According to the bill’s sponsors in the legislature, the ostensible purpose is to raise completion rates and reduce student debt. The plan tentatively calls for redirecting a percentage of students admitted to each UNC school – those who are assumed to be most “at risk” – to one of the community colleges, with admission to UNC campus guaranteed only if they first complete an associate’s degree. The higher the percentage of such students redirected to the community college system, the less the cost to the state and the lower the student debt in attaining a baccalaureate degree.
While this sounds good in the abstract, an intensive and rigorous feasibility analysis by the UNC and community college systems, vetted by an internationally renowned consulting firm, found that the program would:
▪ Fail to increase, and would more likely reduce, the number of baccalaureate degrees awarded in the state. In fact, for students who entered a community college in 2009 with a high school GPA between 2.5-2.7 and transferred to a UNC school, the six-year baccalaureate graduation rate was 11 percent, compared with 36 percent for students who directly entered into a UNC institution.
▪ Perpetuate if not exacerbate the adverse economic effects of lower levels of educational attainment in North Carolina.
▪ Require implementation procedures that would inequitably burden rural, low-income and minority students, especially the student cohorts served by the university’s minority institutions. In fact, of the 500 in-state students who enrolled in fall 2014 and would have been targeted by the legislation, the UNC/NCCCS report found that “83 percent are non-white (Black/African American - 69 percent, Hispanic - 4 percent, American Indian/Alaskan - 2 percent, and other - 8 percent); and 86 percent enroll at UNC’s HBCUs and UNCP, a minority serving institution.”

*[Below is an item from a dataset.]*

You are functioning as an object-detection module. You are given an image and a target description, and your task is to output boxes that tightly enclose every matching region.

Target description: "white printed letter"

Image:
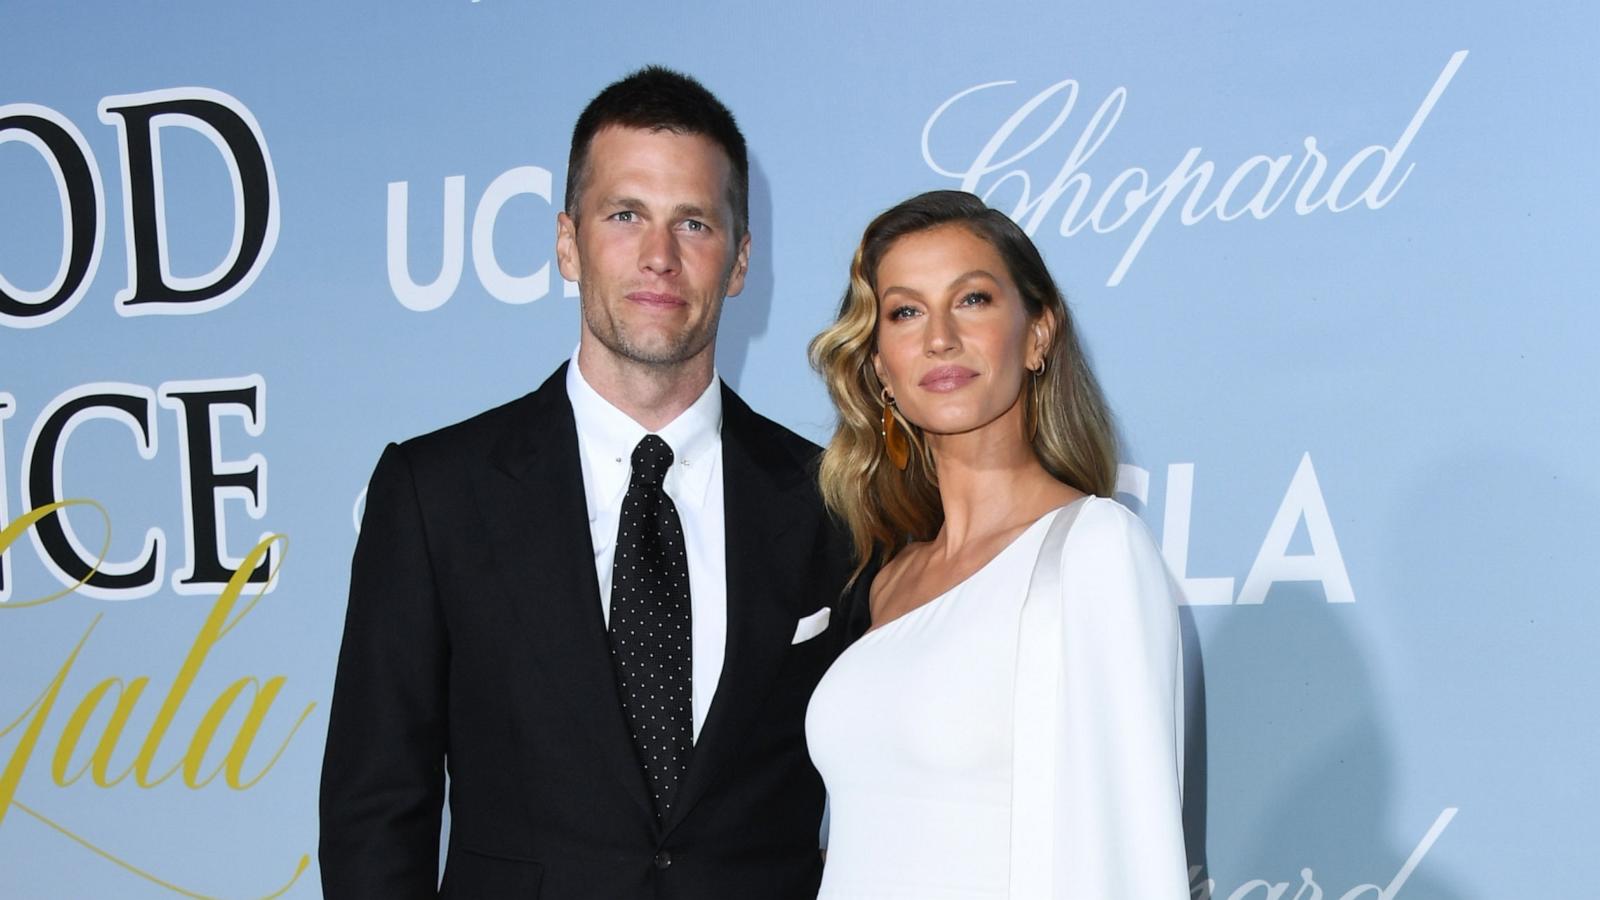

The UNC/NCCCS report also found that the graduation rates of the UNC system exceed the national average by a large margin and that is without taking into account recent changes to admissions standards and transfer articulation agreements that will not be measurable until 2018.
As faculty members privileged to work at one of North Carolina’s great minority institutions, N.C. Central University, we see firsthand, every day, the remarkable benefits that higher education access and achievement bring to our students and to the residents of this state. It should be troubling to every resident that the university may be required to offer less access, less economic opportunity and less opportunity for social mobility. While educational institutions and systems across the country are engaged in innovative and creative methods of identifying talent everywhere it is found, encouraging talent in all of its variety and raising the educational attainment of the citizenry, NCGAP would undo much of the progress we have made, tie the hands of UNC educators in their efforts to find and encourage the talents of our residents and diminish our communities.
Imagine the disappointment of the hundreds of students and thousands of parents – most of them minorities – who would, because of NCGAP, receive a college acceptance letter like this: “Because of your hard work, North Carolina Central University is excited to offer you admission to this great institution, but you will have to defer your dream of being part of the Eagle Excellence community until you finish your community college degree.” That would confirm that North Carolina values the hopes, the promise, the abilities of only the few and cares little for the aspirations of the many.
Martin Luther King once said that, “Our lives begin to end the day we become silent about things that matter.” NCGAP will be one of those things that matter if it isn’t changed. Every thoughtful North Carolinian knows that we are all better when each of us is at our best, and that in a vibrant democracy, educational opportunity is the key to being our best. This is not the day to become silent.
David A. Green, professor of law at N.C. Central University, wrote this on behalf of the NCCU Faculty Senate.